Let’s authorize the traceroute_t
domain to search traceroute_t
directories. To do
so, add the following line to the
domains/program/traceroute.te
file:
allow traceroute_t traceroute_t:dir { search };
After adding the line, load the revised policy and retry Nmap, which again fails:
#make load
#nmap -sT 127.0.0.1
Starting nmap 3.50 ( http://www.insecure.org/nmap/ ) at 2004-06-01 17:46 UTC Unable to find nmap-services!
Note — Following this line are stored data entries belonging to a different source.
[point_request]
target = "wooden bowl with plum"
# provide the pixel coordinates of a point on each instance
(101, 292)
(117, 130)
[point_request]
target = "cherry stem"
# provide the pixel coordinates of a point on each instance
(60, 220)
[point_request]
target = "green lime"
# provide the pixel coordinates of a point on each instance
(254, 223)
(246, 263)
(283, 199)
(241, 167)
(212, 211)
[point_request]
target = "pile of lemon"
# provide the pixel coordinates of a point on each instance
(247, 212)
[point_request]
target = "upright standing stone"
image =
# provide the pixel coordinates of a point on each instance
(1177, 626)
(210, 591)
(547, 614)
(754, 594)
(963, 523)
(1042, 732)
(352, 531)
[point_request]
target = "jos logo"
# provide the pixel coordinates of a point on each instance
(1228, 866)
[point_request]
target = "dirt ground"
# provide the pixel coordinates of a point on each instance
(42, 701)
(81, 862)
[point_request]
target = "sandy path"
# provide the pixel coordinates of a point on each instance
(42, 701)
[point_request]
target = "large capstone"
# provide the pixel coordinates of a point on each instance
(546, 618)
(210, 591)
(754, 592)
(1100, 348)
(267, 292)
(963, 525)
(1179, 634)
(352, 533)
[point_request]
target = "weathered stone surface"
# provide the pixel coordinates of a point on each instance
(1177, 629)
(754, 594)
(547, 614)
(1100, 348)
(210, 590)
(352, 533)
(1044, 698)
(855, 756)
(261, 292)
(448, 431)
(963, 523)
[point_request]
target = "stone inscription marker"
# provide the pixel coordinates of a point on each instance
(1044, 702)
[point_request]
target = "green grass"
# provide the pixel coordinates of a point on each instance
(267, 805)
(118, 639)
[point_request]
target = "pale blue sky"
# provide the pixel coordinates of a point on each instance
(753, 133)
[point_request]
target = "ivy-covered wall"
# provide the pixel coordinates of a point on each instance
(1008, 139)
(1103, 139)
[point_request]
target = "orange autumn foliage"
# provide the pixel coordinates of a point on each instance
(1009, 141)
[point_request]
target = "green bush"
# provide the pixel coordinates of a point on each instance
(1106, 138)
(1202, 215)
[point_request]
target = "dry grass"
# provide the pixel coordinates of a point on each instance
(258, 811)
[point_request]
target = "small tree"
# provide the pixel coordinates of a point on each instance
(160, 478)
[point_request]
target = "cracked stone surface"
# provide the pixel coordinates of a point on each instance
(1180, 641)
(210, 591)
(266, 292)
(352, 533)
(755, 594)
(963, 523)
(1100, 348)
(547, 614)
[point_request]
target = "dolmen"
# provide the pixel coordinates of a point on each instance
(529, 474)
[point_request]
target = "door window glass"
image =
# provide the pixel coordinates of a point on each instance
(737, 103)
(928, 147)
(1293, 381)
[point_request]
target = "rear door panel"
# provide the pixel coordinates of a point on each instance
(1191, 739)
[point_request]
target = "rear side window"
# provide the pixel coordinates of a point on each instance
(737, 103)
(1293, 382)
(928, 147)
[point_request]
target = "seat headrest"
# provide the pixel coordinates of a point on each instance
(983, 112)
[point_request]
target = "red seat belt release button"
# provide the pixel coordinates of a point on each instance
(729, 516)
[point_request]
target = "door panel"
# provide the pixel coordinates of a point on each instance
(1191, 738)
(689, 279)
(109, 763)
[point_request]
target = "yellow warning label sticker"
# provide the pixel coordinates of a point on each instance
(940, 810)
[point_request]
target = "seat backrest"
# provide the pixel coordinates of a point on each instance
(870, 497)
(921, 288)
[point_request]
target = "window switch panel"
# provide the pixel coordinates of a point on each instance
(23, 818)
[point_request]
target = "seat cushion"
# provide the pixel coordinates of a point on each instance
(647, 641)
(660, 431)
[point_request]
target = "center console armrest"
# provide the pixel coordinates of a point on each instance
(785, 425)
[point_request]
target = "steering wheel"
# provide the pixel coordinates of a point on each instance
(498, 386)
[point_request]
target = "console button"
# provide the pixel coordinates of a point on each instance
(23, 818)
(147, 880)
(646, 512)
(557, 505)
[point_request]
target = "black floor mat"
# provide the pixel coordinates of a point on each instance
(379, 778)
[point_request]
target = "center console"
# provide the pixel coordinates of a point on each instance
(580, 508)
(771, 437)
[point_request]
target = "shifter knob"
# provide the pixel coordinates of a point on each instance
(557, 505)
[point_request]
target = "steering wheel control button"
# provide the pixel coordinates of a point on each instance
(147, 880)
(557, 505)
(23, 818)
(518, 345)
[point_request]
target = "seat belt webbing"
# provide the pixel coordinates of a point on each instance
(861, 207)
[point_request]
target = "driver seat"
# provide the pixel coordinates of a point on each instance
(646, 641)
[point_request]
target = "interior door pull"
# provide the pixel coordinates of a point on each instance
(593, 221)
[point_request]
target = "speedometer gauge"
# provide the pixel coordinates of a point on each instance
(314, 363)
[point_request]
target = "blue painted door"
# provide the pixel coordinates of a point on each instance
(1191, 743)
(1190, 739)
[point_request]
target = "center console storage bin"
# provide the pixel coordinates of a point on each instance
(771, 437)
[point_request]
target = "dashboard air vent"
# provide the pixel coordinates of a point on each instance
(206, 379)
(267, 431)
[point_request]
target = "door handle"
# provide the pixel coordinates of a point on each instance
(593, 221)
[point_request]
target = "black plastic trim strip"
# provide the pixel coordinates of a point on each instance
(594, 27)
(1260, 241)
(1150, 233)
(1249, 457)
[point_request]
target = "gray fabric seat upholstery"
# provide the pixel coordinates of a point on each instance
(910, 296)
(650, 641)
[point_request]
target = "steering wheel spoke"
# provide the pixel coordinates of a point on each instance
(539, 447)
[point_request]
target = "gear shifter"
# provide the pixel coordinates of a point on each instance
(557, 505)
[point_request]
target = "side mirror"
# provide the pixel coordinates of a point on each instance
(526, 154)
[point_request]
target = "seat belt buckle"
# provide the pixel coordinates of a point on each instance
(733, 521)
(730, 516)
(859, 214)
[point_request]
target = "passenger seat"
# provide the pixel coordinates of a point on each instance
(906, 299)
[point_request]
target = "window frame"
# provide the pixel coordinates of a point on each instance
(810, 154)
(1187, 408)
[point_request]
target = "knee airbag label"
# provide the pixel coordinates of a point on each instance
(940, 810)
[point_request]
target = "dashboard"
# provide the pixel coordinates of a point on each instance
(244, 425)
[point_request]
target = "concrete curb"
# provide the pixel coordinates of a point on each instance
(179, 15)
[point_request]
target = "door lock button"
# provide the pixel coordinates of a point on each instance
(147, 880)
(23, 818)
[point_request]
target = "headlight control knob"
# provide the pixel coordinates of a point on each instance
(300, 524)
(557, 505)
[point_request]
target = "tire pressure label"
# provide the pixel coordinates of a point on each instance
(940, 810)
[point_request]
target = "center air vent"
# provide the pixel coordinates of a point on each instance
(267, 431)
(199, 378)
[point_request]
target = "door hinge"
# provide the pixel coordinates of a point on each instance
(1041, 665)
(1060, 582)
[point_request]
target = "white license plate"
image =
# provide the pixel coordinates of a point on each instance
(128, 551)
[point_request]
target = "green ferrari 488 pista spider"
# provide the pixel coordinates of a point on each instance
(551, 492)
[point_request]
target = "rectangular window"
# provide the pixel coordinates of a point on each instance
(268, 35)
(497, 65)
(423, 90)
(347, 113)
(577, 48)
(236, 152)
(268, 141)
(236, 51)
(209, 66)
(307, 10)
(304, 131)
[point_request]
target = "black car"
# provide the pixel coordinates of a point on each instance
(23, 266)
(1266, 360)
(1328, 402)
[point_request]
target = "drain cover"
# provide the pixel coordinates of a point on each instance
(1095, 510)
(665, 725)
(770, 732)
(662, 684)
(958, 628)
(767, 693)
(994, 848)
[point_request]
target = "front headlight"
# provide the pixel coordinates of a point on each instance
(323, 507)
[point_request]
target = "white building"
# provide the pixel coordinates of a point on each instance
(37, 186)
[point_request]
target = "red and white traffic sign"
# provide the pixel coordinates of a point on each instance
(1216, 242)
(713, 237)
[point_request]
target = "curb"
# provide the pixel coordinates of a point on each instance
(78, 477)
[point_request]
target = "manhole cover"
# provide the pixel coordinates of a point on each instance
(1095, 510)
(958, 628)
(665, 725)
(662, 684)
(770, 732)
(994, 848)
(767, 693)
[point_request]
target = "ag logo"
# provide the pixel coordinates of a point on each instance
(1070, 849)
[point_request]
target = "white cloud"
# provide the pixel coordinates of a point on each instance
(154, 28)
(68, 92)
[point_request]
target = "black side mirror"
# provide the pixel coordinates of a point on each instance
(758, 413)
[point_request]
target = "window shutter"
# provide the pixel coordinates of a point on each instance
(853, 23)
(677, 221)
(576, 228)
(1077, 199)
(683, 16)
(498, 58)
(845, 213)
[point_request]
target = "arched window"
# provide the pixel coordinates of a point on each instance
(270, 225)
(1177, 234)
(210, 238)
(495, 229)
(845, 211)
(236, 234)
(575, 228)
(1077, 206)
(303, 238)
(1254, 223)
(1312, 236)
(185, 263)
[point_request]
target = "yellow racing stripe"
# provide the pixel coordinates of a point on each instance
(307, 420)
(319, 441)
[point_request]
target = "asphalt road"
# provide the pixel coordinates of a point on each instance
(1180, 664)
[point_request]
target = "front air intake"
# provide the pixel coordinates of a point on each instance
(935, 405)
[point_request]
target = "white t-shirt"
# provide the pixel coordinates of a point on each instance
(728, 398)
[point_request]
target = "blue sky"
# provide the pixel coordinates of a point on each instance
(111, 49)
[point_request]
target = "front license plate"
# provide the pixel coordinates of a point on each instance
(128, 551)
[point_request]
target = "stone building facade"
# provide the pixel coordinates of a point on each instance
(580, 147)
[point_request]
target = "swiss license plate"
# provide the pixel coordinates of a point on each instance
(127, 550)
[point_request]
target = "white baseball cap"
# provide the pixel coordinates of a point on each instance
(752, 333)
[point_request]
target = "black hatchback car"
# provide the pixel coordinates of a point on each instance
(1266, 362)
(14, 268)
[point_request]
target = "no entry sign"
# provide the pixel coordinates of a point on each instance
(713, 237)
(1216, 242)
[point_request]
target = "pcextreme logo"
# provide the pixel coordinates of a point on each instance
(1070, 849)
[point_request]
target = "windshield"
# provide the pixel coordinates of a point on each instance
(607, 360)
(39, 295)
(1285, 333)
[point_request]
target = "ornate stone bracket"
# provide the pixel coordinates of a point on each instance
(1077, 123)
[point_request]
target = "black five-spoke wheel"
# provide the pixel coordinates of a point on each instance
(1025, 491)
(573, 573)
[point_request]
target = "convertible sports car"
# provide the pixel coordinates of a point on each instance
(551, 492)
Resorting to /etc/services
This time, the log shows that Nmap was again prohibited from reading
the
nmap-services
file but that the file is
correctly labeled with the new security context:
avc: denied { read } for pid=8822 exe=/usr/bin/nmap name=nmap-services dev=dm-4 ino=231156 scontext=root:sysadm_r:traceroute_t tcontext=system_u:object_r:traceroute_t tclass=file
Apparently, the traceroute_t
domain
isn’t authorized to read
traceroute_t
files. So we must add another line to
traceroute.te
, one authorizing the
traceroute_t
domain to read its own files:
allow traceroute_t traceroute_t:file { read };
Again, load the new policy and retry Nmap. This time, Nmap works as it should:
# nmap -sT 127.0.0.1
Starting nmap 3.50 ( http://www.insecure.org/nmap/ ) at 2004-06-01 18:02 UTC
Interesting ports on bill-a31 (127.0.0.1):
(The 1658 ports scanned but not shown below are in state: closed)
PORT STATE SERVICE
22/tcp open ssh
Nmap run completed -- 1 IP address (1 host up) scanned in 0.467 seconds
This case study is typical of what you may encounter when running programs with SELinux policies that are less than complete and error free.